Bottom Line... Its a nightmare to juggle both jobs. I have done it before. But I'm way to stubborn of a person to admit that maybe Real Estate wasn't the best road for me to go down. But you will never hear me even get close to uttering those words. I've worked to hard to be this far up side down!!!

To leave on a positive note. At least when I get a job and get a weekly pay check I can start paying my credit card bills, and when the credit card companies call my house my mom can stop saying that "I disappeared and no one knows where to find me!"

P.S. I know what you the reader is now thinking "She is a Realtor that still lives at home." I will eventually get to that "matzo ball" of a subject later!

Tuesday, September 16, 2008

So Confused . . . Story of my life!!!


I so far have no followers on this blogger thingy.
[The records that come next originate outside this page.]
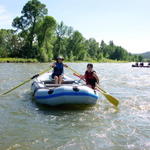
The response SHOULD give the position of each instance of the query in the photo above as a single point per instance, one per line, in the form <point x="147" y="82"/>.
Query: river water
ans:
<point x="24" y="125"/>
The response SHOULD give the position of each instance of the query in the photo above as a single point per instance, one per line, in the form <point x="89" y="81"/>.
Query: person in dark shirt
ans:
<point x="58" y="70"/>
<point x="90" y="77"/>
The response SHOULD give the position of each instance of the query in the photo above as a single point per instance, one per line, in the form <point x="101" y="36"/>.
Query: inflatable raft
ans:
<point x="141" y="66"/>
<point x="69" y="92"/>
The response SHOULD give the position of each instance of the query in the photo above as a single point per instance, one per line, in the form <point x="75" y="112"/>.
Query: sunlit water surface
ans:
<point x="24" y="125"/>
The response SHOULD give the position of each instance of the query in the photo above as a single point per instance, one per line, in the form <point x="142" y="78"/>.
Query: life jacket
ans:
<point x="90" y="79"/>
<point x="58" y="69"/>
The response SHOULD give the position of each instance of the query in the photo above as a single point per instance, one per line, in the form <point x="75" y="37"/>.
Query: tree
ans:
<point x="32" y="12"/>
<point x="45" y="40"/>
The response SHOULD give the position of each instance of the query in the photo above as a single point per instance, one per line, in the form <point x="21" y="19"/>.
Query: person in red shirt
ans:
<point x="90" y="77"/>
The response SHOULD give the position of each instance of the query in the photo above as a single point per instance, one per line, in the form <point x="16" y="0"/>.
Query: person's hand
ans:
<point x="52" y="65"/>
<point x="65" y="65"/>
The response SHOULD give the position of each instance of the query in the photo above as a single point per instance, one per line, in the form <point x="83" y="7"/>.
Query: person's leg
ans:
<point x="56" y="79"/>
<point x="60" y="79"/>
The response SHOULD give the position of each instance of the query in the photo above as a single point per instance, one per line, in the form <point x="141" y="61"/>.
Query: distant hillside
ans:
<point x="146" y="55"/>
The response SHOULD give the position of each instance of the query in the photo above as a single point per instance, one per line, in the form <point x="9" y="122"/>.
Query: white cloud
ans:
<point x="5" y="18"/>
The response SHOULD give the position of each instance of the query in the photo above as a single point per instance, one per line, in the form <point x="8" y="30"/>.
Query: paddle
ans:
<point x="109" y="97"/>
<point x="24" y="82"/>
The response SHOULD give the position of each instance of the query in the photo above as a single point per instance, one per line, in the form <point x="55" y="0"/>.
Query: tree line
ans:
<point x="37" y="35"/>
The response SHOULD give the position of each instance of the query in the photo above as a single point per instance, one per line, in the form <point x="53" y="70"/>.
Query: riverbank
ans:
<point x="17" y="60"/>
<point x="23" y="60"/>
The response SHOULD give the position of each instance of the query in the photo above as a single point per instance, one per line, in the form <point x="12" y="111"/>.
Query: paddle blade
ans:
<point x="111" y="99"/>
<point x="15" y="87"/>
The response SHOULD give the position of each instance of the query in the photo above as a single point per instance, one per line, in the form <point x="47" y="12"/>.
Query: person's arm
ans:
<point x="65" y="65"/>
<point x="97" y="78"/>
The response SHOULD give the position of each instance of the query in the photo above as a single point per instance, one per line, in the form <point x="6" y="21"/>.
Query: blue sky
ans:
<point x="126" y="22"/>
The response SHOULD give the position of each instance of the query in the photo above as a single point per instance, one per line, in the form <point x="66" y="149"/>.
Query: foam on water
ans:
<point x="25" y="125"/>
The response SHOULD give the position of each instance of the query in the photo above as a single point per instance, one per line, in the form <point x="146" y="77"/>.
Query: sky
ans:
<point x="126" y="22"/>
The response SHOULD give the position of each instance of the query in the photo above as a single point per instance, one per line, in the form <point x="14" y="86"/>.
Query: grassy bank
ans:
<point x="17" y="60"/>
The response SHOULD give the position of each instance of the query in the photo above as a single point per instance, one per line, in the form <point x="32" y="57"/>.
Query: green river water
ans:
<point x="25" y="125"/>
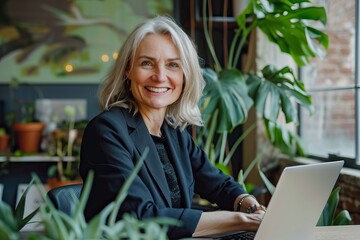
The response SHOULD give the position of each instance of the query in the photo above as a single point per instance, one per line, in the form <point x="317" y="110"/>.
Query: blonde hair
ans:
<point x="115" y="90"/>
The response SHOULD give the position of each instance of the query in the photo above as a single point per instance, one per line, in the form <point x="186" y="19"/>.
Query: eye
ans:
<point x="174" y="65"/>
<point x="146" y="63"/>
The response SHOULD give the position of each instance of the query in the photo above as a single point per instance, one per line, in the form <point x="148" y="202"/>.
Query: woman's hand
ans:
<point x="225" y="221"/>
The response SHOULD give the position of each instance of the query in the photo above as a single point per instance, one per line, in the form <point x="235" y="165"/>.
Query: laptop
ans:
<point x="297" y="203"/>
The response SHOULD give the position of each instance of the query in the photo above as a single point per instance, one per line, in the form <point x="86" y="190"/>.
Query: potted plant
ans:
<point x="4" y="141"/>
<point x="67" y="141"/>
<point x="58" y="225"/>
<point x="27" y="129"/>
<point x="232" y="92"/>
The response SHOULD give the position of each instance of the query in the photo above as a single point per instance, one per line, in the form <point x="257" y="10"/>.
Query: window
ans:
<point x="333" y="129"/>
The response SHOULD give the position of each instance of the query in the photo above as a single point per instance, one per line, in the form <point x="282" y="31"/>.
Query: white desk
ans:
<point x="349" y="232"/>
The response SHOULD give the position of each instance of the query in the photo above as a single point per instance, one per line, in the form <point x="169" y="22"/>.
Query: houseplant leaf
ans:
<point x="274" y="90"/>
<point x="328" y="217"/>
<point x="227" y="92"/>
<point x="286" y="24"/>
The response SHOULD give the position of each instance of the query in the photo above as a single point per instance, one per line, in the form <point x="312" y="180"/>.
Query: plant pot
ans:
<point x="28" y="136"/>
<point x="4" y="143"/>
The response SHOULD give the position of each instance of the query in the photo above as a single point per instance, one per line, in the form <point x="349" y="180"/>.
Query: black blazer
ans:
<point x="112" y="143"/>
That's alright because to be honest, I don't know how you get followers. I'm sure as I figure it I will be like "Duh Ashley. It wasn't as hard as you thought!" Random thought - When I think of followers I think of Jim Jones and Kool Aid! Weird I know but its true. Right now i'm just killing time til I have to pick Kelso up. Yes, I could be doing other things, but i choose to blog. I'm also curious to see how long I last at this blogging thingy. If I make it 1 week i'll be impressed. See I'm a creature of habit. When I log onto my computer I open my outlook then, log into facebook, then myspace. So, gradually I will have to add this in. Maybe I could do outlook, facebook, blogger then myspace. Yes! I just planned to plan. Awesome :)

P.S. The picture was taken in Gypsum Colorado @ The Brightwater Club. My parents bought property there. Its a Beautiful place. I could spend all day there! Just soaking up all the scenery, having some good convos, drinking Beer and eating amazing food! Thats what I hope Heaven is like!!!

New to this Blogger Thingy

So, today I came across this site, and decided to become a nerd and join. Not saying that people who do this stuff are nerdy, its just funny to read peoples blogs. Either they have found happiness, sorrow, hate or what have you and they choose to blog it. So, i'm jumping into the lake of blogging. Shallow end of course then I'm sure in no time i'll be doggie paddling my way to the deep end and blog 24/7!